All of Trump's behavior has the whiff of scandal, yet it is not proving to be enough to elevate the Democrats' fortunes. Some activists and politicians are starting to recognize this. "If you see me treating Russia and criticisms of the president and things like that as a secondary matter, it's because that's how my constituents feel about it," Matt Cartwright, a Democratic congressman from Pennsylvania, recently told The Hill newspaper. "I don't think anybody wants to give a pass to illegal or unethical activity," he added. "But in life we all have priorities, and the first priority for my constituents is to their families—as it should be." Other congressional members are pushing their leaders to focus less on Russia.

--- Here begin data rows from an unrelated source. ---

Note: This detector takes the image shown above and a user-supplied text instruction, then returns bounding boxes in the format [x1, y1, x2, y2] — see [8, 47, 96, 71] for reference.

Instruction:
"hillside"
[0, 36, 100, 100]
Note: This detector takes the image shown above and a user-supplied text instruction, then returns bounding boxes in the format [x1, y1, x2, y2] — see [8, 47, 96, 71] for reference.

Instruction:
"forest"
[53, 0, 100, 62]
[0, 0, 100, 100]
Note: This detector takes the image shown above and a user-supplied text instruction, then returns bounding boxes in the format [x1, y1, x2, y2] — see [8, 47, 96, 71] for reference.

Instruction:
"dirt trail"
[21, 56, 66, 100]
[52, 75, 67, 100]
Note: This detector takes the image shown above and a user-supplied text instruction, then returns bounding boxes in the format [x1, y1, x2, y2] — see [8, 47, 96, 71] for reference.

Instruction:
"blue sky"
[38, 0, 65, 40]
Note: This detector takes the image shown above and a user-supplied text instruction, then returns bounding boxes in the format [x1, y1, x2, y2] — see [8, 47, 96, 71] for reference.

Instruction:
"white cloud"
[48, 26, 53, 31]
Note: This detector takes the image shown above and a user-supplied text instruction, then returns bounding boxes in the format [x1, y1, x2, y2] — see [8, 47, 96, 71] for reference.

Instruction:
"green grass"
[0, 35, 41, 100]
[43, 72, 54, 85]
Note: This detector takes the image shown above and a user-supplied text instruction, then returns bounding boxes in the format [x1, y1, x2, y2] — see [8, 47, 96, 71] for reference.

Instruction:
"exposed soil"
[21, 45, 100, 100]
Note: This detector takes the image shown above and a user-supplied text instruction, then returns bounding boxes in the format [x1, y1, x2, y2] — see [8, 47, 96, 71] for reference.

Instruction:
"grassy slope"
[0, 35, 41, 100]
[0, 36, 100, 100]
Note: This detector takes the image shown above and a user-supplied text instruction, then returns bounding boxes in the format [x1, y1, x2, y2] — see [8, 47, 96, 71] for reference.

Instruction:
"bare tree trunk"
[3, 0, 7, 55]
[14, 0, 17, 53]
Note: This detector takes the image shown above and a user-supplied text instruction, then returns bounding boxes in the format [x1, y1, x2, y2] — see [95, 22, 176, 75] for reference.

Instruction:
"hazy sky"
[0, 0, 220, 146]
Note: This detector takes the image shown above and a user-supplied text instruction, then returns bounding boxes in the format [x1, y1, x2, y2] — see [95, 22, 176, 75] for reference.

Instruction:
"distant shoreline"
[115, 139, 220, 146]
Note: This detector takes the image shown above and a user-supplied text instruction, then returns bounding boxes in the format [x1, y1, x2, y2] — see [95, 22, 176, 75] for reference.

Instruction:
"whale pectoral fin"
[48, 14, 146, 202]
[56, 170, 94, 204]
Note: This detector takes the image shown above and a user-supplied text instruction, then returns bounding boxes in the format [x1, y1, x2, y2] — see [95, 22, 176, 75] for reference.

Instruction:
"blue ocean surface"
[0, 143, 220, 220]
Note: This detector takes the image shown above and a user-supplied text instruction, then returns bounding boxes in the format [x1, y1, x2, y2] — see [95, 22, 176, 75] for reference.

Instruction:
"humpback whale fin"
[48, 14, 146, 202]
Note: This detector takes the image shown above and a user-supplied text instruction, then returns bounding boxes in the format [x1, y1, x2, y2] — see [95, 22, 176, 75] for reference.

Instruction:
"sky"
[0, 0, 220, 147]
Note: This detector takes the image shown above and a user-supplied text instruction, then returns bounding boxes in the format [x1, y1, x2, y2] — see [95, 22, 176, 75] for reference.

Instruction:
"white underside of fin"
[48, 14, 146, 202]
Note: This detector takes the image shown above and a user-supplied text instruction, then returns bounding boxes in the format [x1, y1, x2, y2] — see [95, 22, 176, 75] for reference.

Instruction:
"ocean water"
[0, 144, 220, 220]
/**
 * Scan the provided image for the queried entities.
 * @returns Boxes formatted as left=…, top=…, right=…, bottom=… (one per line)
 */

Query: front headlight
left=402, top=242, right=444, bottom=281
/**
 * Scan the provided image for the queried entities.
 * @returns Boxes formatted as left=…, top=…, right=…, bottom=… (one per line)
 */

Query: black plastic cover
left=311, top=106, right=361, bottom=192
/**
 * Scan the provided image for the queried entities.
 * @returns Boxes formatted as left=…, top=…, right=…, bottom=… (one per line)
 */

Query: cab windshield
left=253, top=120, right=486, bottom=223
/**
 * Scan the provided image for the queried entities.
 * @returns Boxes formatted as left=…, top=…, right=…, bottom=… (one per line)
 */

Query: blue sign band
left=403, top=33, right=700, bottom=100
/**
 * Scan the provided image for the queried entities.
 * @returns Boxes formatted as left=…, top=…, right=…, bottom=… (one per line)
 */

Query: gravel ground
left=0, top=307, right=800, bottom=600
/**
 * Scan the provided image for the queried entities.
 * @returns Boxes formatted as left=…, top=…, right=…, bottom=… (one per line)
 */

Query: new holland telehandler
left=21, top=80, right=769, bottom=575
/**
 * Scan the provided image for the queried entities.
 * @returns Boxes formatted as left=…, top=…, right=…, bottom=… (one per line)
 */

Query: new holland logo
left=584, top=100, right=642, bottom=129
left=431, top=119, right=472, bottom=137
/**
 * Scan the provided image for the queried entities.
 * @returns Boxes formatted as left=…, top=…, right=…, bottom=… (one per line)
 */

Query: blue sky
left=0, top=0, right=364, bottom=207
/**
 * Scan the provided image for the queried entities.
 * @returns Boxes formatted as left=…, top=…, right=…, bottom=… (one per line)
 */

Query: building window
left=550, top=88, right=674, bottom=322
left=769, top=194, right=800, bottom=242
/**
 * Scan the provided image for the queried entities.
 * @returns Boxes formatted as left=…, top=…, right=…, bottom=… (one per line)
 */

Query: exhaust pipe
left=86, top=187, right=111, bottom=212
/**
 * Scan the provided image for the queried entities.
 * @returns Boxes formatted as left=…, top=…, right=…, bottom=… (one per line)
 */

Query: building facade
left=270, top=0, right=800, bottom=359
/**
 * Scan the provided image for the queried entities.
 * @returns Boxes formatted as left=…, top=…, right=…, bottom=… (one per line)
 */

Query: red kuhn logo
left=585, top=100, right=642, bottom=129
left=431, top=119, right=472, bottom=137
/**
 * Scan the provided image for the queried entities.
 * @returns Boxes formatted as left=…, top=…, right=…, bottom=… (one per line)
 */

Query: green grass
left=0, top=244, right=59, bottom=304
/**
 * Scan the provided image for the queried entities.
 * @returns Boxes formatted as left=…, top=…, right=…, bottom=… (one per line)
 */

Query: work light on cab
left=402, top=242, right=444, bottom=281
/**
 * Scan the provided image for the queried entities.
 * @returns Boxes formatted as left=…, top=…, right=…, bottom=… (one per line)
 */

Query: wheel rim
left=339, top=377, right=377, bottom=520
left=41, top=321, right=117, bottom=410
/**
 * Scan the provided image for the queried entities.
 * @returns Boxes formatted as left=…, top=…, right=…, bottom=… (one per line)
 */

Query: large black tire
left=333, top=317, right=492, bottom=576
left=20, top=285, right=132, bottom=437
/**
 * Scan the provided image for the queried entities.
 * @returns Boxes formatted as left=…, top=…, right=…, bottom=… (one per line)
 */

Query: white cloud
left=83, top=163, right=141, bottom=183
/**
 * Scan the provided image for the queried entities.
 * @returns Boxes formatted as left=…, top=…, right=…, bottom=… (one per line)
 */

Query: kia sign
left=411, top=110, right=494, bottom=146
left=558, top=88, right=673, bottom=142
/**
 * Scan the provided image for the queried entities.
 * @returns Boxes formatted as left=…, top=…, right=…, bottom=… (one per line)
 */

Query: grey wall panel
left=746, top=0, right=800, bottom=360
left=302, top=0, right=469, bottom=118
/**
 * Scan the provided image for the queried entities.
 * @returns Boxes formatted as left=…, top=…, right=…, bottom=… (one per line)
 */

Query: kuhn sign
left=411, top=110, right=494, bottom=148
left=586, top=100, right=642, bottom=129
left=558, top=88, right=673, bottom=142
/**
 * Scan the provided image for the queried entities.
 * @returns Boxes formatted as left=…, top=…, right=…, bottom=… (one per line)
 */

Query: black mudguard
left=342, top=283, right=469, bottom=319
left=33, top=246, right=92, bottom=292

Democrats need to gird themselves for the possibility that Mueller may not call Trump's behavior illegal or impeachable, that he may not find evidence of collusion or coordination between the Russian hackers and Trump campaign officials. At a forum on intelligence matters earlier this spring, Michael Morell, the former acting CIA director under Barack Obama and an endorser of Hillary Clinton for president, cast doubt on the possibility of huge revelations at the end of the probes. "There is smoke, but there is no fire at all," he said, adding, "There's no little campfire, there's no little candle, there's no spark. And there's a lot of people looking for it." If a Trump critic who knows whereof he speaks says that, it behooves Democrats to listen.

The health care fight hasn't translated into results for Democrats at the polls, but it remains the party's best hope going into 2018. With surveys showing the GOP plan to be wildly unpopular and the top issue of concern to voters, the Dems have a rare opportunity to galvanize Americans, much as the Republicans did during the 1994 midterms, when the GOP retook Congress over Hillary Clinton's failed health plan, and in 2010 over Obamacare.

You don't need to be a Russian spy to see that.